A bit of history for night of October 31st.

A bit of history...The Spelling...Halloween; Hallow's Eve; Hallowe'en; All Hallows; All Hallows Eve; All Hallows Even; Hallowed Evening...

A bit of history...The Name....All Saints' Day (derived from the Catholic Church); All Soul's Day (again derived from the Catholic Church); Samhain (derived from the Celtic Islands); The Festival of the Dead (derived from the Celtic tribes); The Feast of Samhain (derived from the celebrations of witches); All Hallows (derived from the Catholic to honour all the saints); All Hallows Even (derived from the Irish Catholic peasants)....

A bit of history...The Samhain (pronounced say-wen).... comes from the Irish Gaelic word samhuinn, meaning 'summer's end' and was recognized as the biggest and most significant holiday of the Celtic year.

A bit of history....The Hallowed.....sanctified or holy.

A bit of history...The 'All Hallows' Ireland was a time for fairies to dance.

A bit of history....The Otherworld....was the time of the end of the harvest, the summer's end, the time with the veil to the 'otherworld' is at its thinest allowing fairies, banshees, puka and other spirits to roam freely upon the earth.

A bit of history...The Mumming.....stemmed from the dressing up to represent demons and dreadful creatures as if the souls of the dead. These creatures would then roam around and perform antics in order to offered food and drink.

A bit of history...The Costume.....can be traced back to this mumming ritual which is still celebrated world wide by the Druids. The dress of the demons are now represented through costumes such as witches, ghosts and skeletons.

A bit of history...The Bonfire....was named after the sacrifices of animal and humans and the ashes and bones could be found once the fire died down, hence the reference from the name 'bone fires' or the 'fire of the bones'. This is now where people wear costumes, ugly masks and disguises in order to confuse and ward off evil spirits.

A bit of history....The Hawthorn or Whitethorn bush....were the favourited place to set out offerings in an attempt to appease bad spirits and fairies.

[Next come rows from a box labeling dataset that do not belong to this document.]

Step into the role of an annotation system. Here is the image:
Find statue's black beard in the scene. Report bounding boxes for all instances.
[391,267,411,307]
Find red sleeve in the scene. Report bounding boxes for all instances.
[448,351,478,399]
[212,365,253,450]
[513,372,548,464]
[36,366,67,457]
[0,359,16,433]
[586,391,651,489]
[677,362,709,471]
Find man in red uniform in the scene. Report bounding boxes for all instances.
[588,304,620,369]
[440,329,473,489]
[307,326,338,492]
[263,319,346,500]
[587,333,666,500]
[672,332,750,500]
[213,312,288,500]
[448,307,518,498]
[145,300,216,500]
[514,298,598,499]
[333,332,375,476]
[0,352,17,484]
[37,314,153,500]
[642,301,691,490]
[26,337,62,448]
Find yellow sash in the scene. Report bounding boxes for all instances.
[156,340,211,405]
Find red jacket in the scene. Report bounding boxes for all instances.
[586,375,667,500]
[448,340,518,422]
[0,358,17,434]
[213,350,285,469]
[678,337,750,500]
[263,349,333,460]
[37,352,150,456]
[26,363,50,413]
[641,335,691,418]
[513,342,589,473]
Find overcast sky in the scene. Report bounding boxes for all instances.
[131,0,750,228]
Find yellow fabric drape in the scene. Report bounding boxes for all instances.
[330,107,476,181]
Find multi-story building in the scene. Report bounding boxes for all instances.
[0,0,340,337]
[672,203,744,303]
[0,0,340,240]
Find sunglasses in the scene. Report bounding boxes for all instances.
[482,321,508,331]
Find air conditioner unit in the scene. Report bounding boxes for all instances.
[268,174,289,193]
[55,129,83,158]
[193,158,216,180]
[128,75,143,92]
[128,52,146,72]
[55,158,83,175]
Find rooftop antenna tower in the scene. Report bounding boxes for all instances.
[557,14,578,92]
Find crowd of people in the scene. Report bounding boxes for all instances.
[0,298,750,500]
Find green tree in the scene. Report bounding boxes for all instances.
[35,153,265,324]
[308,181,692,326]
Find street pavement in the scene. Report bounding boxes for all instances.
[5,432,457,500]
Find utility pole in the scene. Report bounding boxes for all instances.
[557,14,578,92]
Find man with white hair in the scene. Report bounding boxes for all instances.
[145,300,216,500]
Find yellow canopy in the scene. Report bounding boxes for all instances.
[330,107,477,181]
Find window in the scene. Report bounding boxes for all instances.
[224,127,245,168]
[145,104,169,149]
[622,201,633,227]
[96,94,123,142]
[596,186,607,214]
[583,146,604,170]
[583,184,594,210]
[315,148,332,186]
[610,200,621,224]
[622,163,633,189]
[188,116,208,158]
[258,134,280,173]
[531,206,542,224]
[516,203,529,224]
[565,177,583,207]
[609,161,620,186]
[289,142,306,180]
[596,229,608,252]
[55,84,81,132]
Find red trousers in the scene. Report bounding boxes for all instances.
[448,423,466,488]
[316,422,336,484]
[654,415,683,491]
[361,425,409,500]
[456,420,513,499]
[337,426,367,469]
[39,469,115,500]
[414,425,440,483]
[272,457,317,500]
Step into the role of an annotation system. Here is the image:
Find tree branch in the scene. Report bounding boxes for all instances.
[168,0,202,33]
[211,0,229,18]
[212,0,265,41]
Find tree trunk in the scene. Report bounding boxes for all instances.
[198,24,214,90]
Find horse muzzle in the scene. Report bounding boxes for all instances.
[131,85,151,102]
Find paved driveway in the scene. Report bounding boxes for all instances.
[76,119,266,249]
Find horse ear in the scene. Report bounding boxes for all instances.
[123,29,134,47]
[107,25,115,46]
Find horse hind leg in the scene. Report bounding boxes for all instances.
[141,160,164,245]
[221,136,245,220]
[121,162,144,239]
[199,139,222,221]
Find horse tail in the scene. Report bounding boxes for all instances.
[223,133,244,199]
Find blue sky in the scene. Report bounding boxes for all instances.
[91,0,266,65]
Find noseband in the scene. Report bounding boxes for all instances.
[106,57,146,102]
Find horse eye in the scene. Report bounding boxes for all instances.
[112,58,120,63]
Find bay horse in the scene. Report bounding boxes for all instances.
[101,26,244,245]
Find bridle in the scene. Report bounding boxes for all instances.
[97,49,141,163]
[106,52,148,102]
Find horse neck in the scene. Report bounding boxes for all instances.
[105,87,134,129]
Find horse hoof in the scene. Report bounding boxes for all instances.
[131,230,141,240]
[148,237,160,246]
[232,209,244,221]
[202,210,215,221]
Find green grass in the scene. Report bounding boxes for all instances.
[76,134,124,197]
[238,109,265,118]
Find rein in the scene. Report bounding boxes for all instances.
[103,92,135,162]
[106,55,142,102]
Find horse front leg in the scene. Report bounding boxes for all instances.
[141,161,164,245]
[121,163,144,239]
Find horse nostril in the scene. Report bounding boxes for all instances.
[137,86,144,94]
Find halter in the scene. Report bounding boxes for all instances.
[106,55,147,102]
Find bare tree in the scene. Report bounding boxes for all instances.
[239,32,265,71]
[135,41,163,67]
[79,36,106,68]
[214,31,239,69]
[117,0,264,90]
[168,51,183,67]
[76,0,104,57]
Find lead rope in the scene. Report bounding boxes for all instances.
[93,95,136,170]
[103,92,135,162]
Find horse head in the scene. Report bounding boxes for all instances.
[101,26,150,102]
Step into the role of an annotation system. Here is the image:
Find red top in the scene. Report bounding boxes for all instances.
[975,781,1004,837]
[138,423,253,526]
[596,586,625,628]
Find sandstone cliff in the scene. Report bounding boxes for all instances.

A bit of history...The Mardi the adults version of today's Halloween celebration that is practiced by children. This day involves magnificent masquerade balls.

A bit of history....The Dead...the celebration of the Day of the Dead by the Celts.

A bit of history....The Druid...the wearing of costumes that would keep these people safe from the spirits.

A bit of history...The Jack-o'-Lantern....become a pumpkin in the late 1800's when it was originally a turnip that had been made into lamps. These lamps were placed in windows to help guide the spirits along their journeys. The carving of scary faces on turnips and placing them near the entry of the home was again a way to ward off evil spirits.

A bit of history...The Embers....these were the embers that were carried home from the great bonfire, usually in a carved out turnip that wore a face in order to scare away evil sprites, to which they were to relight the hearth fire for good luck.

A bit of history...The Ashes....from the bonfires were spread across the fields to protect them against the spirits who would cause the next season's crops to fail.

A bit of history...The Offerings....were actually food, drinks or even gifts that were placed out a part of the ritual to remember and honour the dead. Today, these offerings are the candy that is handed out.

A bit of history....The fruit, apples and nuts are set out as a representation of the end of the harvest.

So between the myths, the legends, the practices, the meanings, the spellings, the 'bits of history'.... the celebration from the past through to today....

But in my wee mew mew, Lady Isabella has her own way to celebrate posing with the candles that are left out in the window (and yes, these are the lighted candles and the wax burning ones...but can you see in the candles...that even today...the ghost, the ghouls, the fairies, the souls of the dead still rise to roam free for the evening. May they pass by to ward off the evil spirits.